Questa semplice realtà schiude una porta importante sugli insegnamenti dello yoga: la somiglianza tra un magnete e la spina dorsale, con la sua polarità positiva-negativa nel cervello e nei centri spinali inferiori.
Il polo positivo della natura umana ha la sua sede fisica nella parte superiore del cervello; il polo negativo invece é situato alla base della spina dorsale.
L’illuminazione non é altro che un flusso ascendente di energia dal polo negativo a quello positivo.
Per questo ogni volta che semplicemente ci rallegriamo di qualcosa e percepiamo un corrispondente flusso di energia verso l’alto, dobbiamo ricordarci che é questa la direzione giusta per raggiungere, un po’ più in là, la nostra libertà e il nostro risveglio interiore.

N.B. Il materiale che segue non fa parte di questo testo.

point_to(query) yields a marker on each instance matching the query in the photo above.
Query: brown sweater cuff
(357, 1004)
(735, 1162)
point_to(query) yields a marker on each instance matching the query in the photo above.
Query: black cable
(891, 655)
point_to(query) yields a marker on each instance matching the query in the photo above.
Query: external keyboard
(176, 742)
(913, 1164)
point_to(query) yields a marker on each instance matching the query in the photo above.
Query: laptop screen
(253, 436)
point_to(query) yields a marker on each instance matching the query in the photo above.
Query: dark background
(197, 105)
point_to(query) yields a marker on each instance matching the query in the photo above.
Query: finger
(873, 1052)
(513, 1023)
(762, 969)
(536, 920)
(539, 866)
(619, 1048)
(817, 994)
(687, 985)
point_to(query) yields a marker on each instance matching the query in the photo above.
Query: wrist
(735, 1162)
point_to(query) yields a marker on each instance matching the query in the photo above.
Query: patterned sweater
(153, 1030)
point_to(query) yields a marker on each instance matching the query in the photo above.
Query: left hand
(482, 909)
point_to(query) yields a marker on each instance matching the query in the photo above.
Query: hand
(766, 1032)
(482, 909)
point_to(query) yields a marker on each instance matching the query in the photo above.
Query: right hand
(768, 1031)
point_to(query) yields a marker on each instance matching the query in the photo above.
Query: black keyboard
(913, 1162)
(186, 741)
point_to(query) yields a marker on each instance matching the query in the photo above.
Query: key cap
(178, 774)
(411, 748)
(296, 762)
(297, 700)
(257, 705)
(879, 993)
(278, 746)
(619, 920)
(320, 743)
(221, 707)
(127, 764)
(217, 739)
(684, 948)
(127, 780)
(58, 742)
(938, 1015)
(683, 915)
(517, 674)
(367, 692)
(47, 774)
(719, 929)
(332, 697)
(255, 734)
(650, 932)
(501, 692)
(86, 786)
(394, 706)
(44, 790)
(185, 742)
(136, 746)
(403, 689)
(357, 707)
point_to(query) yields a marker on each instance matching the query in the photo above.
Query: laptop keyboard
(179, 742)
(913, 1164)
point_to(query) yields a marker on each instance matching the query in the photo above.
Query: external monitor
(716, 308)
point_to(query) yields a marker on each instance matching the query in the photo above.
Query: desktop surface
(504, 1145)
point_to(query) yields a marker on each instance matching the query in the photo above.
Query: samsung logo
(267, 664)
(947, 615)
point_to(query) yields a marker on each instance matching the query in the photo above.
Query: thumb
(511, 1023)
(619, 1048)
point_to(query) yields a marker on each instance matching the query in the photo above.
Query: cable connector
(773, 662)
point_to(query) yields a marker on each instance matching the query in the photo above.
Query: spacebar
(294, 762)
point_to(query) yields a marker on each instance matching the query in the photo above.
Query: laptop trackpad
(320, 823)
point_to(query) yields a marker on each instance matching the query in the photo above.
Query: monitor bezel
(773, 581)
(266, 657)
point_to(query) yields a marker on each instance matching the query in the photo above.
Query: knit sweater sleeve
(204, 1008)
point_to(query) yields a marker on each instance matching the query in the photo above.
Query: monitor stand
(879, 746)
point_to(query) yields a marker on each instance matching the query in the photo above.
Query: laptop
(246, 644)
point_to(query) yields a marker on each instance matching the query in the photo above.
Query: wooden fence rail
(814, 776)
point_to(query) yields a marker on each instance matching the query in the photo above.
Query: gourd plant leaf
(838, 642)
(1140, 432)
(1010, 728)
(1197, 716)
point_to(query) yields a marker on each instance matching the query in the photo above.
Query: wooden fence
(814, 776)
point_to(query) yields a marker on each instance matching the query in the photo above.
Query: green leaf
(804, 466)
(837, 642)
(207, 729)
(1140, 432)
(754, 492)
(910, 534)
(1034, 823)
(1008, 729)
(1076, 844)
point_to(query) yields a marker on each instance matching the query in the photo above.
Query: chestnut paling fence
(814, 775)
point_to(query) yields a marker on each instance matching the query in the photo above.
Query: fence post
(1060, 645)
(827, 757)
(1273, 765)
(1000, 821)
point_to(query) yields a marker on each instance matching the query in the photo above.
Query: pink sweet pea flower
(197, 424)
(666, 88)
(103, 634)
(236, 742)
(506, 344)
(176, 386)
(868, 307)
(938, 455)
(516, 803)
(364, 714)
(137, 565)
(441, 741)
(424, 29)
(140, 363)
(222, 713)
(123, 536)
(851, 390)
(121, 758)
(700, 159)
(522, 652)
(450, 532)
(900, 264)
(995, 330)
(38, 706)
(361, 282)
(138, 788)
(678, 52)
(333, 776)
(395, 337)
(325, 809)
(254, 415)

L’energia si muove verso l’alto attraverso il canale nervoso chiamato Ida, con questo flusso ascendente, il respiro viene automaticamente fatto affluire nei polmoni.
Come risultato, la mente é attratta all’esterno verso il mondo dei sensi.
L’energia si muove verso il basso, invece, attraverso il canale nervoso chiamato Pingala, qui la mente é attirata verso l’interno.
Il suo movimento verso il basso é accompagnato dall’espirazione; è per questo che, quando abbiamo un atteggiamento negativo, espiriamo con più forza del solito.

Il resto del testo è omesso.